E. 3.1 L'appel est recevable contre les décisions finales (art. 236 CPC) et les décisions incidentes (art. 237 CPC) de première instance (art. 308 al. 1 let. a CPC) dans les causes non patrimoniales ou dont la valeur litigieuse est supérieure à 10'000 fr. (art. 308 al. 2 CPC). Le délai pour
- 3 - l’introduction de l’appel est de trente jours à compter de la notification de la décision motivée (art. 311 al. 1 CPC). En principe, l’acte mal intitulé peut être traité comme l’écriture qui aurait dû être déposée pour autant qu’il contienne les éléments nécessaires de celle-ci. Ce principe, qui découle de la prohibition du formalisme excessif, s'applique ainsi de manière générale et donc également devant la deuxième instance cantonale (TF 5A_494/2015 du 18 janvier 2016 consid. 4.2.5). Lorsque la partie n'est pas assistée, un acte mal intitulé ne doit pas être d'emblée déclaré irrecevable, mais au besoin converti (TF 4A_137/2013 du 7 novembre 2013 consid. 7.1 non publié à l'ATF 139 III 478 ; TF 5A_221/2018 du 4 juin 2018 consid. 3.3.1, in RSPC 2018 p. 408).
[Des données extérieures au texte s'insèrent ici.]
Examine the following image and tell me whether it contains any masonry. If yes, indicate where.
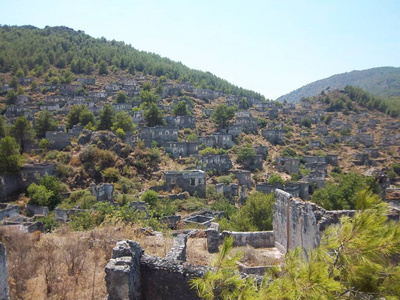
[106,189,400,300]
[105,234,207,300]
[0,243,9,300]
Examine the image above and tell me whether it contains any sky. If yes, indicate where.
[0,0,400,99]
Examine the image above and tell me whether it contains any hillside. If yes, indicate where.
[0,25,264,98]
[277,67,400,103]
[0,26,400,299]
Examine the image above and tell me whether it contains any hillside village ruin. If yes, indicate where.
[0,69,400,300]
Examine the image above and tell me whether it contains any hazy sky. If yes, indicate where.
[0,0,400,99]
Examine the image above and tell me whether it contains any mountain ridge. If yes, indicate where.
[276,67,400,102]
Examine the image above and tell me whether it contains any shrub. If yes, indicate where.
[102,167,120,182]
[140,190,158,207]
[199,147,228,155]
[268,174,285,184]
[217,174,235,185]
[28,183,54,206]
[237,145,256,163]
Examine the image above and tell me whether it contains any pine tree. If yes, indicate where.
[35,110,57,138]
[10,117,35,153]
[0,136,21,173]
[144,103,164,127]
[98,105,114,130]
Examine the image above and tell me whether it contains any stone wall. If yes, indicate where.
[273,189,355,253]
[206,223,275,253]
[0,203,19,221]
[0,243,9,300]
[105,235,207,300]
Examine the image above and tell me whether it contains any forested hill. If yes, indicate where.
[277,67,400,102]
[0,25,264,98]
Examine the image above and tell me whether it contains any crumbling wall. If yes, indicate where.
[105,240,145,300]
[206,223,275,253]
[105,234,207,300]
[140,255,207,300]
[0,203,19,221]
[273,189,355,253]
[0,243,9,300]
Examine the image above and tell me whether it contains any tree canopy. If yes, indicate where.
[0,25,263,99]
[35,110,57,138]
[0,136,22,173]
[144,103,164,127]
[191,190,400,300]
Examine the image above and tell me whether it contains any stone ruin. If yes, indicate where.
[165,142,200,158]
[0,163,55,202]
[105,190,399,300]
[0,243,9,300]
[90,183,114,202]
[105,233,207,300]
[162,170,206,198]
[261,129,286,145]
[206,223,275,253]
[98,190,400,300]
[198,154,233,173]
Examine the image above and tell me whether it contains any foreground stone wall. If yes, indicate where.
[0,243,9,300]
[273,189,355,253]
[105,234,207,300]
[206,223,275,253]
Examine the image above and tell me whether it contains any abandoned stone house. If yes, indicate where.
[308,141,322,149]
[44,95,67,106]
[164,142,200,158]
[90,183,114,202]
[57,84,80,96]
[0,243,9,300]
[120,78,138,88]
[77,77,96,85]
[18,77,34,85]
[105,189,399,300]
[4,105,33,118]
[193,89,223,100]
[275,157,299,174]
[232,170,252,189]
[0,84,13,94]
[39,103,61,112]
[357,134,374,147]
[363,148,379,158]
[139,125,179,147]
[215,183,239,201]
[45,125,83,150]
[111,103,132,113]
[315,125,329,136]
[253,145,268,160]
[0,164,55,202]
[321,135,339,146]
[16,95,31,106]
[256,181,310,200]
[164,170,206,198]
[199,132,234,149]
[174,116,196,129]
[225,124,243,138]
[240,154,264,171]
[261,129,285,145]
[198,154,233,173]
[235,111,258,133]
[88,91,107,101]
[104,83,120,93]
[132,110,145,124]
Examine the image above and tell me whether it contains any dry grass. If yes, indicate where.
[186,238,283,267]
[233,246,283,267]
[186,238,216,266]
[0,225,173,299]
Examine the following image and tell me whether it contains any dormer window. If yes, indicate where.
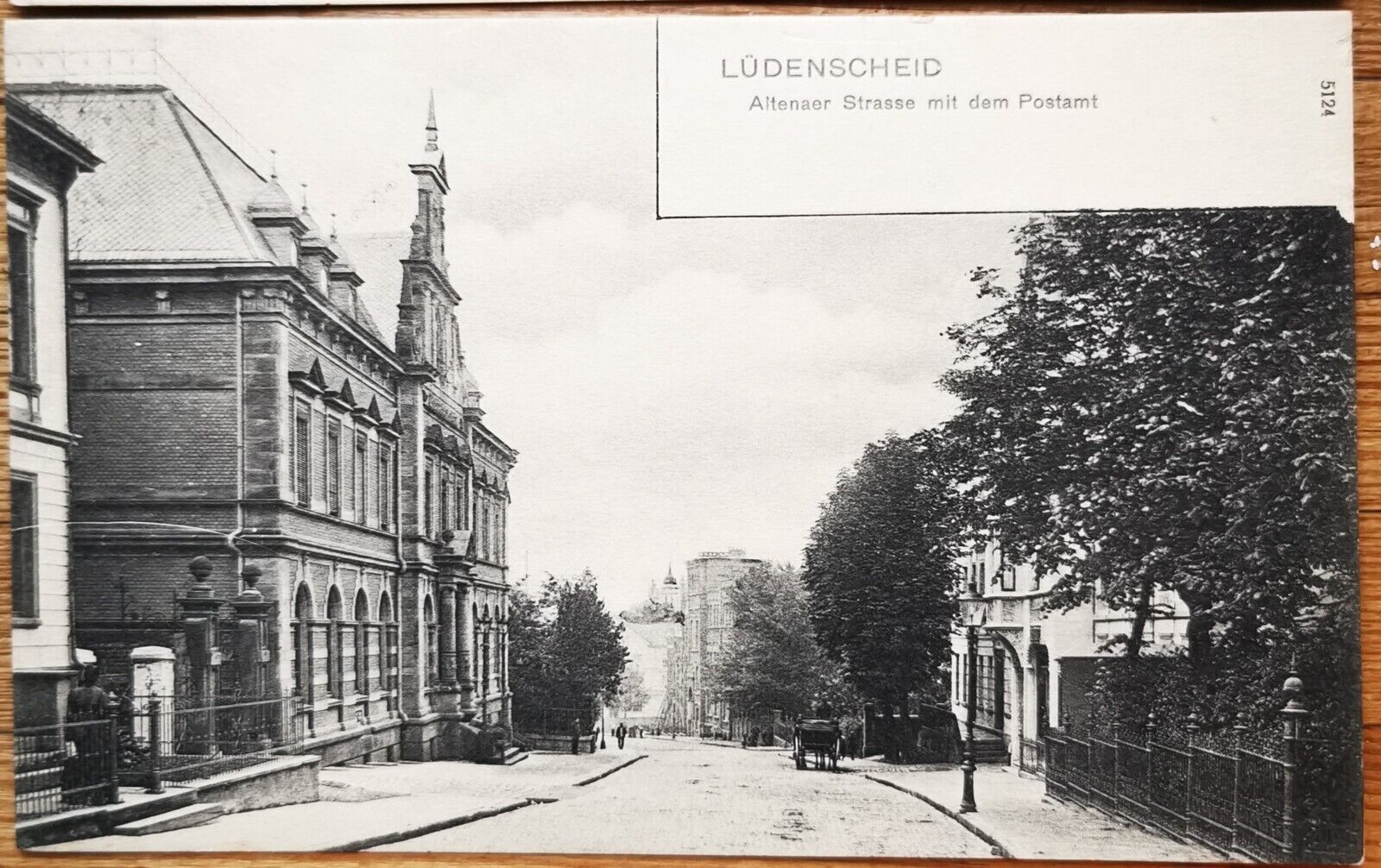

E. 3.2 En l’espèce, l’appelant a déposé un acte intitulé « recours contre la décision de la Présidente du Tribunal civil ». Il ressort de cet acte qu’il conteste la décision de rejet de sa conclusion tendant à la non- homologation de la convention sur les effets accessoires du divorce, et non uniquement les frais ou les frais en matière d’assistance judiciaire. Ladite convention a pour objet la liquidation du régime matrimonial ainsi que le partage des avoirs de prévoyance professionnelle. Elle porte ainsi sur des conclusions patrimoniales qui sont en l’occurrence supérieures à 10'000 fr., de sorte que c’est la voie de l’appel, et non du recours, qui est ouverte. S’agissant des conditions de recevabilité de l’appel énoncées, l’acte du 18 juin 2020 a été formé en temps utile par une partie qui a un intérêt digne de protection (art. 59 al. 2 let. a CPC). Il est donc recevable à cet égard. L’appelant, n’est pas assisté d’un mandataire professionnel dans le cadre de la présente procédure. Il convient ainsi de convertir l’acte intitulé « recours » en appel dans la mesure où il contient les éléments nécessaires à celui-ci.
E. 4 - 4 -
E. 4.1.1 Selon l’art. 311 al. 1 CPC, l’appel doit être motivé, soit démontrer le caractère erroné de la motivation attaquée. L’appelant doit expliquer en quoi son argumentation peut influer sur la solution retenue par les premiers juges (TF 4A_474/2013 du 10 mars 2014 consid. 3.1 ; TF 5A_438/2012 du 27 août 2012 consid. 2.2, in RSPC 2013 p. 29 ; TF 4A_659/2011 du 7 décembre 2011 consid. 3 et 4, in SJ 2012 I 131 ; CREC 30 janvier 2017/50 consid. 4.1). La motivation doit être suffisamment explicite pour que l’instance d’appel puisse la comprendre aisément, ce qui suppose une désignation précise des passages de la décision que l’appelant attaque et des pièces du dossier sur lesquelles repose sa critique (ATF 138 III 374 consid. 4.3.1 ; TF 4A_610/2018 du 29 août 2019 consid. 5.2.2.1 ; TF 5A_396/2013 du 26 février 2014 consid. 5.3.1). Si la motivation de l’appel ne contient que des critiques toutes générales et superficielles de la décision attaquée, elle ne satisfait pas aux exigences de l’art. 311 al. 1 CPC et l’instance d’appel ne peut entrer en matière (TF 4A_218/2017 du 14 juillet 2017 consid. 3.1.2). A défaut de motivation suffisante, l’appel est irrecevable (TF 4A_610/2018 précité ; TF 5A_209/2014 du 2 septembre 2014 consid. 4.2.1 ; TF 4A_101/2014 du 26 juin 2014 consid. 3.3).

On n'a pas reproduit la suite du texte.